Pope Francis celebrated his first canonisation ceremony at the Vatican this week. During a Mass in St Peter’s Square on Sunday the Pope canonised the first Colombian saint, a Mexican nun and more than 800 Italians martyred by Ottoman Turks in the 15th century.
The Pope praised St Laura Montoya (1874-1949), the “first saint born in the beautiful land of Columbia,” as a “spiritual mother of the indigenous peoples, in whom she infused hope.”
Mother Laura, as she was known, founded the Missionary Sisters of Mary Immaculate and St Catherine of Siena, who today “live and bring the Gospel to the most remote and needy places, as a kind of vanguard of the church,” the Pontiff explained.
When canonising Mexico’s St Maria Guadalupe Garcia Zavala (1878-1963), Pope Francis said she gave up a “comfortable life to follow the call of Jesus, taught people to love poverty, in order the more to love the poor and the sick.”
The Mexican saint, known as Mother Lupita, “knelt on the floor of the hospital before the sick, before the abandoned, to serve them with tenderness and compassion,” and in doing so “touched the flesh of Christ,” he added.
Pope Francis went on to say that the Mexican founder of the Handmaids of St Margaret Mary and of the Poor sets an example for everyone “not to retreat into oneself, into one’s own problems, into one’s own ideas, into one’s own interests in this little world that has done us so much damage.”

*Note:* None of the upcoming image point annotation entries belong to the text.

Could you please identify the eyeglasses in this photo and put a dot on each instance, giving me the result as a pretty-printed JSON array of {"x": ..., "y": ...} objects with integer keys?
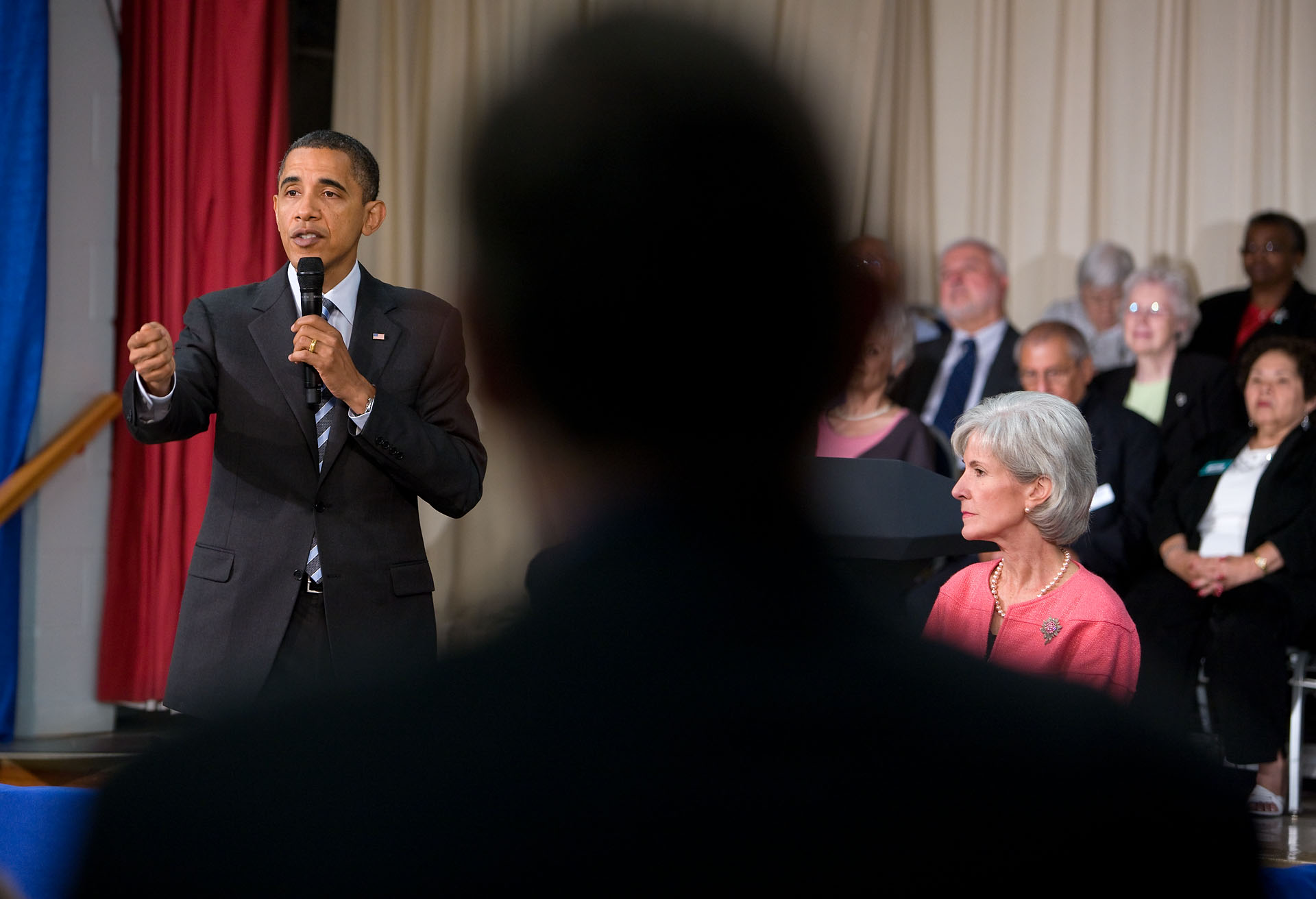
[
  {"x": 1269, "y": 247},
  {"x": 1148, "y": 310}
]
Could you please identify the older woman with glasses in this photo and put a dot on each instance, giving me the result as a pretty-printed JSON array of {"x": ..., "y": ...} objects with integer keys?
[
  {"x": 1184, "y": 394},
  {"x": 1274, "y": 300},
  {"x": 1029, "y": 476}
]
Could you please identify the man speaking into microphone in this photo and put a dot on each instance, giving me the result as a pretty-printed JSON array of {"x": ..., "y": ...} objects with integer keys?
[{"x": 310, "y": 564}]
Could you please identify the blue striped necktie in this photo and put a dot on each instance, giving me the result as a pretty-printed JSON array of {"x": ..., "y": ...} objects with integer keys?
[
  {"x": 324, "y": 412},
  {"x": 957, "y": 389}
]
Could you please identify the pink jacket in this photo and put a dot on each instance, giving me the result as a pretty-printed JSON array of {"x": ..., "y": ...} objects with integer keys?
[{"x": 1094, "y": 640}]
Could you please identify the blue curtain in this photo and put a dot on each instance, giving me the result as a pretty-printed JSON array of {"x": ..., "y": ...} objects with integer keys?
[{"x": 24, "y": 64}]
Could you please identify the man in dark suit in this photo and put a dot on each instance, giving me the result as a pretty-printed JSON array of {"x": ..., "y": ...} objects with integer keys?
[
  {"x": 1053, "y": 358},
  {"x": 1274, "y": 303},
  {"x": 692, "y": 699},
  {"x": 310, "y": 561},
  {"x": 977, "y": 358}
]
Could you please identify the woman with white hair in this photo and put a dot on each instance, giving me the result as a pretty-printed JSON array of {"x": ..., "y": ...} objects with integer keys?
[
  {"x": 1029, "y": 476},
  {"x": 866, "y": 423},
  {"x": 1184, "y": 394},
  {"x": 1095, "y": 312}
]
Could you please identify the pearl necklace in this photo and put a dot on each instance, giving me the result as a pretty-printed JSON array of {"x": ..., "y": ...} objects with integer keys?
[
  {"x": 995, "y": 580},
  {"x": 882, "y": 410}
]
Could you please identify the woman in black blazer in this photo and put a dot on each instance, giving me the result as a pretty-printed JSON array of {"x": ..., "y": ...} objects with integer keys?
[
  {"x": 1273, "y": 303},
  {"x": 1237, "y": 537},
  {"x": 1199, "y": 393}
]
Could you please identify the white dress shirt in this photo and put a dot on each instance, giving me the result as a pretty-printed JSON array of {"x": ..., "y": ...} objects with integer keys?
[
  {"x": 344, "y": 298},
  {"x": 987, "y": 343}
]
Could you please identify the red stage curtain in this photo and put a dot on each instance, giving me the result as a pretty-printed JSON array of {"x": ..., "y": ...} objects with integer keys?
[{"x": 203, "y": 127}]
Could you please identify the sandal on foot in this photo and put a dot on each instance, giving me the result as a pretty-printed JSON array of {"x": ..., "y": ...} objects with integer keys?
[{"x": 1265, "y": 803}]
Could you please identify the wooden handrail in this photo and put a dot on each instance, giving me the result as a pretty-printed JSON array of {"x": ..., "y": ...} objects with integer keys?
[{"x": 19, "y": 487}]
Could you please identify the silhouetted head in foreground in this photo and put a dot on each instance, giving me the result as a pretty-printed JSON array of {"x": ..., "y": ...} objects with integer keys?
[{"x": 656, "y": 269}]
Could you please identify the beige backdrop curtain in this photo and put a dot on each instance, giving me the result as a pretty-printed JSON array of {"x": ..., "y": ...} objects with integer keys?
[{"x": 1040, "y": 125}]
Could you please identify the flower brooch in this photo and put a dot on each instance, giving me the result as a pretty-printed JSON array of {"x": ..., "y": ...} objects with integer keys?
[{"x": 1051, "y": 627}]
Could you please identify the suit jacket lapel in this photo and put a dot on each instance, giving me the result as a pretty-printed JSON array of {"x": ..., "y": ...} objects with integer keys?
[
  {"x": 369, "y": 354},
  {"x": 1174, "y": 411},
  {"x": 271, "y": 330},
  {"x": 1003, "y": 374}
]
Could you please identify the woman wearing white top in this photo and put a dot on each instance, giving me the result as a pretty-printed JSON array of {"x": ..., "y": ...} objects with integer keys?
[{"x": 1234, "y": 527}]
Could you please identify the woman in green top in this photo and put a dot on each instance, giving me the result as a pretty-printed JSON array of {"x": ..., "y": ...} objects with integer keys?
[{"x": 1187, "y": 395}]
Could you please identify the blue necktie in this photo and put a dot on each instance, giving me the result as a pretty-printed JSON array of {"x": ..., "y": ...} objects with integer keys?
[
  {"x": 957, "y": 389},
  {"x": 324, "y": 412}
]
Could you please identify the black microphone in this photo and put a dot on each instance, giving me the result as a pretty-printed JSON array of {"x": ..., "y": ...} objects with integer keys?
[{"x": 311, "y": 280}]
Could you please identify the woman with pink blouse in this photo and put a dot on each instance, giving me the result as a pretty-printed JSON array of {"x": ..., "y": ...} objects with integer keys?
[{"x": 1028, "y": 482}]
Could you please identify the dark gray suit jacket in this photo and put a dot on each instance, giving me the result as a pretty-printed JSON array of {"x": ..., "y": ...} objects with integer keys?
[
  {"x": 915, "y": 384},
  {"x": 267, "y": 497}
]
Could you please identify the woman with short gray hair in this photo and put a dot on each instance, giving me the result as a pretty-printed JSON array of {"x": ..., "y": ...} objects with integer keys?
[
  {"x": 865, "y": 423},
  {"x": 1028, "y": 482},
  {"x": 1187, "y": 395},
  {"x": 1095, "y": 311}
]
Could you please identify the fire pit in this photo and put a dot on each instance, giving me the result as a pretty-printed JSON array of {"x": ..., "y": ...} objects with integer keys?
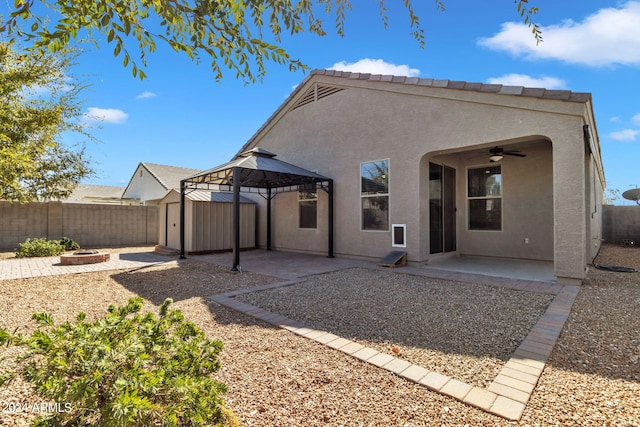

The Pope also paid tribute to approximately 800 people in Otranto, southern Italy, who were killed in 1480 by invading Ottoman forces for refusing to convert to Islam.
“Where did they find the strength to remain faithful?” the Pope asked. “Precisely in faith, which allows us to see beyond the limits of our human eyes, beyond the boundaries of earthly life, to contemplate the ‘heavens opened’, as St Stephen said.”
The Pope then prayed for “those many Christians who, in these times and in many parts of the world, right now, still suffer violence,” and asked God to “give them the courage and fidelity to respond to evil with good.”
Colombian and Mexican pilgrims, waving or wearing their countries’ flags, were notable in the crowd filling the square on the sunny Sunday morning.